22/10/2009

Prochaine et dernière séance : vendredi 23 octobre

Extase

Image[334].jpg

vendredi 23 octobre à 19h30

> au Polygone étoilé

 

Angèle de Foligno de Natacha Musléra
France, 2008, 45 mn
Interprétation d'Angèle de Foligno : Cécile Duval – Image : Boris Belay – Montage : Keja Ho Kramer - Son & mixage : Nicolas Gerber

Le film relate l'expérience d'Angèle de Foligno, mystique du XIIIème siècle. Il est adapté du Livre des visions et instructions, transcription par le frère Arnaud des paroles de la jeune femme.

Moment de Stephen Dwoskin
Grande-Bretagne, 1968, 12 mn
Stephen Dwoskin répond au film d'Andy Warhol, Blow Job (1964). Il nous donne à voir le visage d'une jeune femme dont on suppose qu'elle se masturbe. Elle nous regarde la regarder.

>>> Polygone étoilé
1 rue Massabo 13002 Marseille
métro et tram Joliette

entrée libre (pas de réservation) - bar et repas sur place

A propos de la séance Extase

L'extase sexuelle et l'extase religieuse ou mystique sont deux phénomènes où le corps cherche à franchir ses limites, à déborder son enveloppe étroite dans un paroxysme de passion, une jouissance oscillant entre plaisir et souffrance, comme si trop de plaisir pouvait faire souffrir, ou comme si la souffrance physique pouvait amener à une jouissance extrême de l'esprit.
Comment le corps et l'esprit se rencontrent-ils dans ces deux moments qui suivent le même mouvement, la quête d'un au-delà sacré mais ancré dans la chair ?
Dans Moment, seul le visage nous est donné à voir, comme si, dans le hors-champ, se jouait quelque chose qui mène à un au-delà de la représentation, comme si ces visages cristallisaient ce qui, ici-bas, se laisse voir de l'extase.
Dans Angèle de Foligno, la passion passe par l'accession à la chair. Dans sa recherche du sacré, le personnage tente de faire éclater les limites de son corps, d'en faire jaillir le divin. Dans ce cas-là, l'extase religieuse cherche à donner corps aux mots, elle permet la rencontre intime et exaltante du corps et de l'esprit, ou de l'esprit dans le corps.
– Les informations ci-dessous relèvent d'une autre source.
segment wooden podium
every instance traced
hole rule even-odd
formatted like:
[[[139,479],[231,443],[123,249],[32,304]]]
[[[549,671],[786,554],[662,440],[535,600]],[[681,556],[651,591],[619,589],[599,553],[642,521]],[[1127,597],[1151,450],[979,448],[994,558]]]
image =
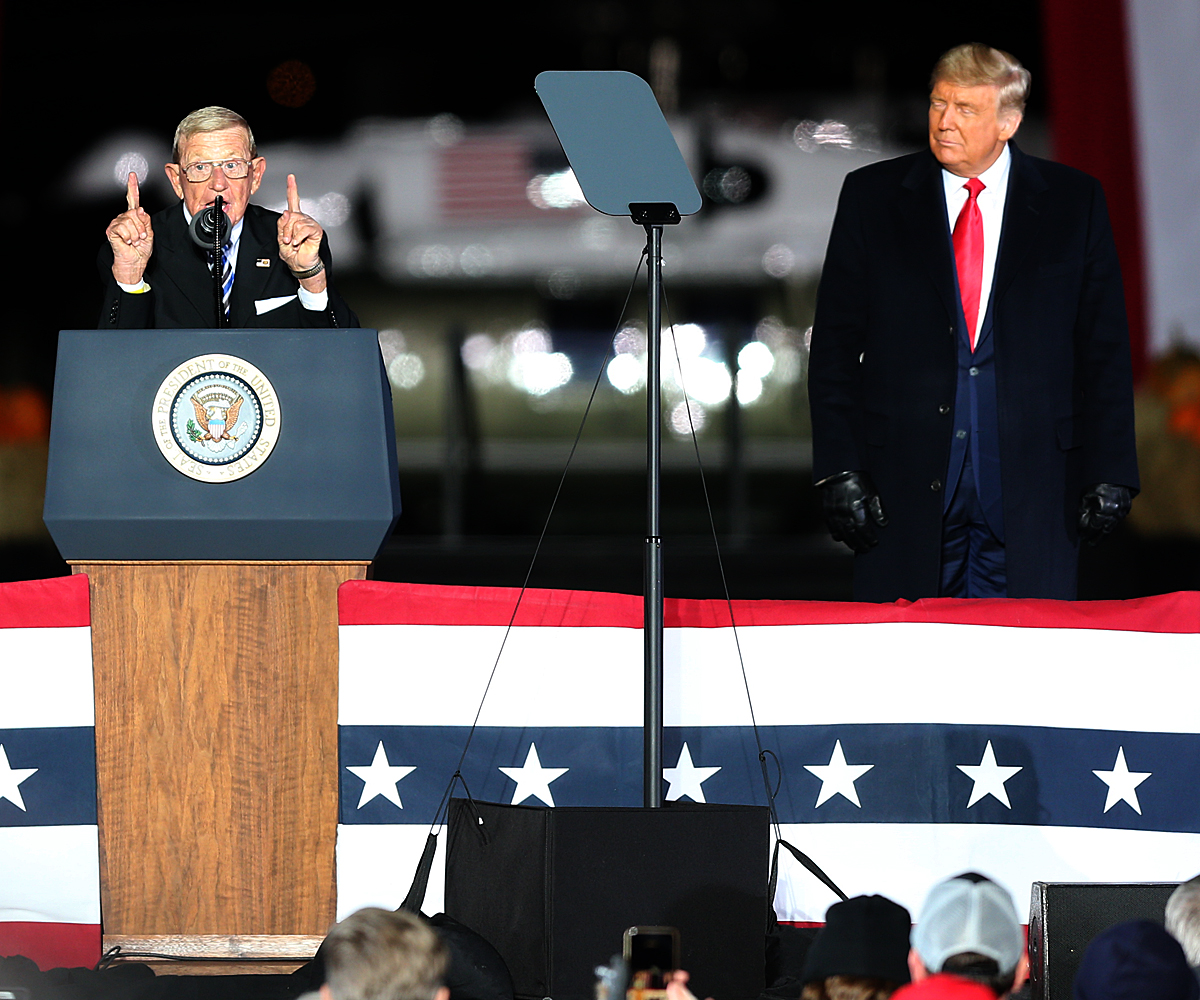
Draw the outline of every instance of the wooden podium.
[[[152,440],[114,460],[86,401],[124,387],[120,424],[150,439],[149,397],[197,356],[270,372],[269,460],[232,482],[182,475]],[[335,405],[343,433],[322,439],[304,411]],[[394,456],[374,331],[60,336],[46,523],[90,581],[105,949],[278,971],[333,923],[337,589],[399,513]]]

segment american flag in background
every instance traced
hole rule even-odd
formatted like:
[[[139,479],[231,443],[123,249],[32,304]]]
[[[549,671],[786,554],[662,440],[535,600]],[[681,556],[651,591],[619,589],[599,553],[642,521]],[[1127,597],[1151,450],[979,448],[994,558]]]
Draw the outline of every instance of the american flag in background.
[[[0,583],[0,956],[100,959],[86,576]]]
[[[438,207],[447,222],[507,222],[537,216],[526,194],[529,147],[510,136],[474,136],[438,150]]]
[[[404,898],[515,599],[343,585],[339,916]],[[1200,594],[734,613],[783,836],[848,894],[915,912],[978,869],[1023,909],[1035,880],[1200,871]],[[666,620],[667,798],[763,804],[726,605],[668,601]],[[472,796],[640,804],[640,628],[638,597],[528,592],[462,767]],[[426,912],[443,872],[444,853]],[[783,856],[781,919],[834,901]]]

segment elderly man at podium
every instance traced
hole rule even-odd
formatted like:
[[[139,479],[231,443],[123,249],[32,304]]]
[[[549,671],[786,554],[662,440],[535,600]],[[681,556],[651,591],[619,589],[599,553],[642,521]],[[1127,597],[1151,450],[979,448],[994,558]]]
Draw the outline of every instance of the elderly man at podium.
[[[101,329],[359,325],[330,283],[325,232],[301,211],[295,176],[288,174],[282,215],[249,203],[267,162],[257,155],[254,133],[241,115],[220,107],[193,111],[175,130],[173,156],[165,169],[180,204],[148,214],[131,173],[126,209],[105,232]],[[230,226],[224,317],[217,313],[213,254],[191,233],[192,220],[218,196]]]

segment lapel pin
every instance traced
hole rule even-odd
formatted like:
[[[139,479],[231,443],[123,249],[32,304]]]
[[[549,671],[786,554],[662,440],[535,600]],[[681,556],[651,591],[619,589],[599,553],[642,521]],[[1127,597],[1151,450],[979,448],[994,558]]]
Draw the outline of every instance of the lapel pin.
[[[254,262],[254,266],[255,267],[270,267],[271,266],[271,258],[270,257],[259,257],[258,260],[256,260]]]

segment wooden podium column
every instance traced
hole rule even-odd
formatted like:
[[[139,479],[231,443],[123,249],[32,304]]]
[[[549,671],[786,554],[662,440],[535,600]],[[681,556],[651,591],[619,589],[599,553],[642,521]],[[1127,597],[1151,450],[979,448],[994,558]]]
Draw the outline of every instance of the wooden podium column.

> Angèle de Foligno de Natacha Musléra

NATACHA MUSLERA
La voix est son terrain de recherche et son processus expérimental depuis dix neuf ans à travers l'art performance, les films et la musique.

Auteur et chanteuse pendant quinze ans, elle a co-produit plusieurs disques et monté des groupes, des ensembles : Natïmbalès, AsaNisiMasa, Anus Solaire, Tsikamoï, Le scnhi, Baise en ville, Toc Toc. Ils se sont produit dans des centaines de lieux en France et divers pays : Russie, Quebec, Italie, Grèce, Allemagne, Hongrie, Espagne, Autriche, Belgique.

Depuis quelques années, elle a commencé à faire des films à partir de ses performances, celles-ci questionnent la voix, la voix en tant qu'objet, la voix qui mène au trou du langage, à sa béance. La voix comme objet politique, esthétique, matière à penser l'image, à percer le voir de l'image. Matière qu’elle travaille comme une pâte en générant des sortes de "morphing" acoustiques ou traités numériquement sur la voix.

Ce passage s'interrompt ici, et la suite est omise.